Jessica Tandy easily acts everyone else off the screen, giving her widow steely resilience and a painful history. The characters are for the most part a bit of a let-down, only working in the broadest of strokes, and that’s after Hitch asked his screenwriter, novelist Evan Hunter, for rewrites. Everyone gets just one unique character trait and 11-year-old Cathy (Veronica Cartwright) is hilariously made to sound like a hippie student (“Aw mom, I know all that democracy jazz!”).

The more potentially interesting moments of characterisation are likely unintended and only show up when viewing the film through specific critical frameworks, like the fact that no matter what feelings she voices regarding Mitch there is a bit of a flirtatious lesbian atmosphere between Melanie and schoolteacher Annie (Suzanne Pleshette).

Sooner or later this kind of movie needs an expert to come in and explain it all and that role falls to local ornithologist Mrs Bundy (Ethel Griffies): “Birds have been on this planet since archaeopteryx, 140 million years ago. Doesn’t it seem odd that they’d wait all that time to start a war against humanity?”. Ultimately she’s not a lot of help to the group, but she has a valiant attempt at rationalising the chaos whilst gesturing with her cigarette for effect.

The Birds was made in an era when (at least in a film) everyone left their doors unlocked and a stranger could ask in a corner shop for someone’s exact address or a teacher for a child’s name and for some reason nobody would call the police. Having said this, Hitchcock famously dismissed any such logical criticisms of his plots or why his film’s characters don’t do things that most of us would, commenting “because it’s dull”.

There’s a long build with not a lot happening in this film before all feathery hell breaks loose at the halfway point. A series of tense set pieces with the survivors running from cover to cover and trying to fortify their positions against attacks may well have influenced the standard structure of the zombie movies that would become horror’s most popular sub-genre in the following decades. Like even the early Dead films, The Birds is fairly bloody and brutal for a film of the time, with the bird attacks and their aftermath resulting in pecked up and mutilated bodies and no small amount of trauma for the those lucky enough to come away with everything intact. Any hope of a happy ending is also left fairly ambiguous at Hitch’s request. 

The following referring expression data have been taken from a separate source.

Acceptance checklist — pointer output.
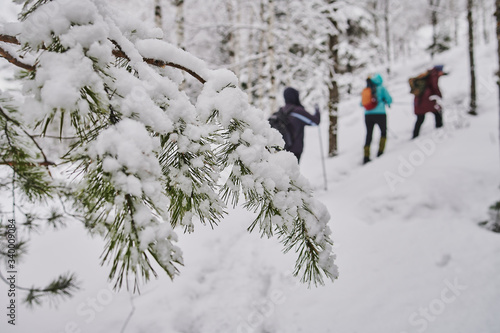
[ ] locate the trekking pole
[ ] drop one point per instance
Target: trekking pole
(322, 155)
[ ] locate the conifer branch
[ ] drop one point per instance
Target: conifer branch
(10, 58)
(116, 52)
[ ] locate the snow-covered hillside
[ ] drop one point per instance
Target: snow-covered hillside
(411, 255)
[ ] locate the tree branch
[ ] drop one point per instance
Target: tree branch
(10, 58)
(117, 53)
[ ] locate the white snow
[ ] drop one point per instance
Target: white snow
(410, 253)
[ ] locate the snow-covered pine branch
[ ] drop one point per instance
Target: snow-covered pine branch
(146, 159)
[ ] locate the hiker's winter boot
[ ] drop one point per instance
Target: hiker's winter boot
(381, 146)
(366, 157)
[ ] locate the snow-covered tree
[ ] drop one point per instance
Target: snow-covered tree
(136, 157)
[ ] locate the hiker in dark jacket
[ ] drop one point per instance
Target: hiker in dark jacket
(298, 119)
(377, 116)
(427, 102)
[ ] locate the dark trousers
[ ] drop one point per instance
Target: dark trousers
(420, 121)
(375, 119)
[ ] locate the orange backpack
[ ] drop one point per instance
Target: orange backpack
(369, 96)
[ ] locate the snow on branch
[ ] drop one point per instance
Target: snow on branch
(146, 158)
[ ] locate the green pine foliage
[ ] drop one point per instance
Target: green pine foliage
(143, 159)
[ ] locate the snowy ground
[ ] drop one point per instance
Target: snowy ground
(410, 253)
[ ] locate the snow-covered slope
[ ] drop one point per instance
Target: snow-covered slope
(410, 253)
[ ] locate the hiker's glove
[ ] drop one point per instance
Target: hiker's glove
(439, 102)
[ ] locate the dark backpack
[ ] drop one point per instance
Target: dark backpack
(280, 121)
(369, 95)
(418, 84)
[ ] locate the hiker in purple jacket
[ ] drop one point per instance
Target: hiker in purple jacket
(428, 102)
(298, 118)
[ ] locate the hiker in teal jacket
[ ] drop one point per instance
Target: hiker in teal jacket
(377, 116)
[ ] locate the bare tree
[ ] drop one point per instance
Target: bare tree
(470, 21)
(333, 88)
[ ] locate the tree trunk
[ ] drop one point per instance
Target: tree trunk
(260, 68)
(179, 23)
(271, 55)
(334, 96)
(387, 35)
(434, 4)
(472, 106)
(158, 14)
(497, 15)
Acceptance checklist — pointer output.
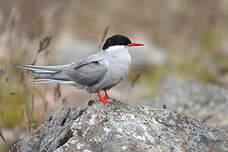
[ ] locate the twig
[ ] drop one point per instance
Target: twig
(2, 137)
(104, 36)
(44, 44)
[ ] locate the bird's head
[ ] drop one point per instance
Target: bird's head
(119, 40)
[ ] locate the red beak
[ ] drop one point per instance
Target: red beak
(135, 44)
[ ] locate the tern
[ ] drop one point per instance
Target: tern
(98, 72)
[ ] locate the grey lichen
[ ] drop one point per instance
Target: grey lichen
(121, 127)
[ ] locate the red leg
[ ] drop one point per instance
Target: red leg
(107, 96)
(103, 100)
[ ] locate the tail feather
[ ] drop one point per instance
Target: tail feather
(47, 72)
(42, 68)
(45, 81)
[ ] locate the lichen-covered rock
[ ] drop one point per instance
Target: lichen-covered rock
(205, 102)
(119, 127)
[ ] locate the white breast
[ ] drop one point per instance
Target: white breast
(118, 62)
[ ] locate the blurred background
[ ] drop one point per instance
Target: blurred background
(184, 40)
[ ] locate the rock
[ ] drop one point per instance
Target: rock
(207, 103)
(119, 127)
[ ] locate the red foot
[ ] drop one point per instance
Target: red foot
(103, 100)
(108, 97)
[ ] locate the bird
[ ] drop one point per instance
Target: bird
(98, 72)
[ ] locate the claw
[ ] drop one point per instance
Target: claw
(108, 97)
(103, 100)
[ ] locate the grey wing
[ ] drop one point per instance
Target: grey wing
(87, 73)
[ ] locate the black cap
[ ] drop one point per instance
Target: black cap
(116, 40)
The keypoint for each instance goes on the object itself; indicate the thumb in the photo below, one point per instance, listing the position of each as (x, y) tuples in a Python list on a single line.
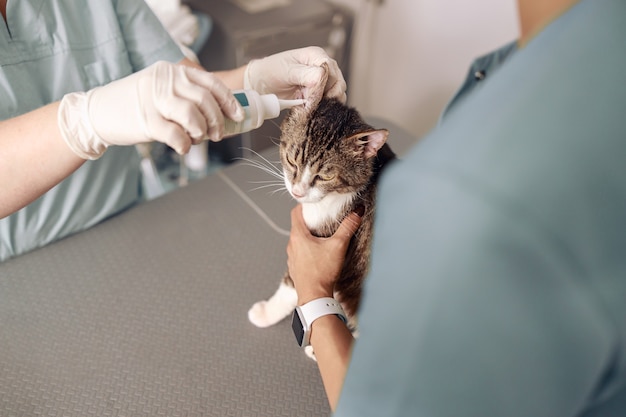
[(348, 227)]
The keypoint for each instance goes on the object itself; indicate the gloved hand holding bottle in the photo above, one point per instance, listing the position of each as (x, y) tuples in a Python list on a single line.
[(174, 104)]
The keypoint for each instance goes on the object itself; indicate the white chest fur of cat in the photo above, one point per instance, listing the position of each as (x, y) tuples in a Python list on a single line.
[(323, 210)]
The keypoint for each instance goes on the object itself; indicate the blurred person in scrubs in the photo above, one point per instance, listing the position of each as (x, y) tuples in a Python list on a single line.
[(498, 275)]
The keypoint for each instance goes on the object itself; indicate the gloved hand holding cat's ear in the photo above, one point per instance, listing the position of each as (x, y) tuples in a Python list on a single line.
[(296, 74), (165, 102)]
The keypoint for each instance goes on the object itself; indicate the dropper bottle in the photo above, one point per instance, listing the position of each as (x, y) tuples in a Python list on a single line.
[(257, 108)]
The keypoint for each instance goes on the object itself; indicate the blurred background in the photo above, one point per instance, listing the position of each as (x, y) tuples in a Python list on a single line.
[(403, 59)]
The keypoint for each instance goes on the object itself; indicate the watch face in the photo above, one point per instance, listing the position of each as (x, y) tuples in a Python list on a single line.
[(298, 328)]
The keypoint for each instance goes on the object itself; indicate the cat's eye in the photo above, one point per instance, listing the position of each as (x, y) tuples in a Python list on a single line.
[(326, 177)]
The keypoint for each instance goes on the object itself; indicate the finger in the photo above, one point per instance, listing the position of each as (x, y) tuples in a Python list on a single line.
[(221, 94), (298, 225), (348, 227), (171, 134), (188, 115)]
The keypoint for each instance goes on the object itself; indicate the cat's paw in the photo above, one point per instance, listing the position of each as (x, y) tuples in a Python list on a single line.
[(259, 314), (310, 353)]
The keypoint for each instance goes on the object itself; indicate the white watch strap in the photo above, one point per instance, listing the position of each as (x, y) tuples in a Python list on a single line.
[(321, 307)]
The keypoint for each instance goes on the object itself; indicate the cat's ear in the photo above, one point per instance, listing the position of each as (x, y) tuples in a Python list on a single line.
[(370, 142)]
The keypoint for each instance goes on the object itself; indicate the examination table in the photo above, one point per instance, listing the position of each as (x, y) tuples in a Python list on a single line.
[(146, 313)]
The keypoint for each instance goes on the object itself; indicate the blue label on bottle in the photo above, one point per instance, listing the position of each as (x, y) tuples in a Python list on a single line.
[(242, 99)]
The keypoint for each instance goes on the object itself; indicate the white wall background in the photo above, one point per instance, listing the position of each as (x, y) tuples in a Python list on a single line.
[(409, 56)]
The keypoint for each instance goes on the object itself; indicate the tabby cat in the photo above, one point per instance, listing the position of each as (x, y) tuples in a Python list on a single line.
[(331, 161)]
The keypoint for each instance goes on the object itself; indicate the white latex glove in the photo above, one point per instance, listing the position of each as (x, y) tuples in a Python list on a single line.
[(294, 74), (165, 102)]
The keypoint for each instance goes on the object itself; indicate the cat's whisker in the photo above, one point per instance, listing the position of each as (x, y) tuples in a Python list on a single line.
[(269, 169), (278, 187)]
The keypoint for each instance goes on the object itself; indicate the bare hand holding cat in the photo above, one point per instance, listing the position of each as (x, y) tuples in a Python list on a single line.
[(315, 263)]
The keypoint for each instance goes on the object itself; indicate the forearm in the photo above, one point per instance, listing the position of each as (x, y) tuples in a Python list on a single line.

The Birds has a lot going for it, with Hitchcock’s effortless mastery of maintaining suspense and pacing the story for maximum impact. The screenplay is serviceable enough, but the characters are paper-thin and your overall enjoyment might largely depend on your response to special effects that look more striking than 100% convincing, though never as terrible as shonky reimaginings like Birdemic might have you believe.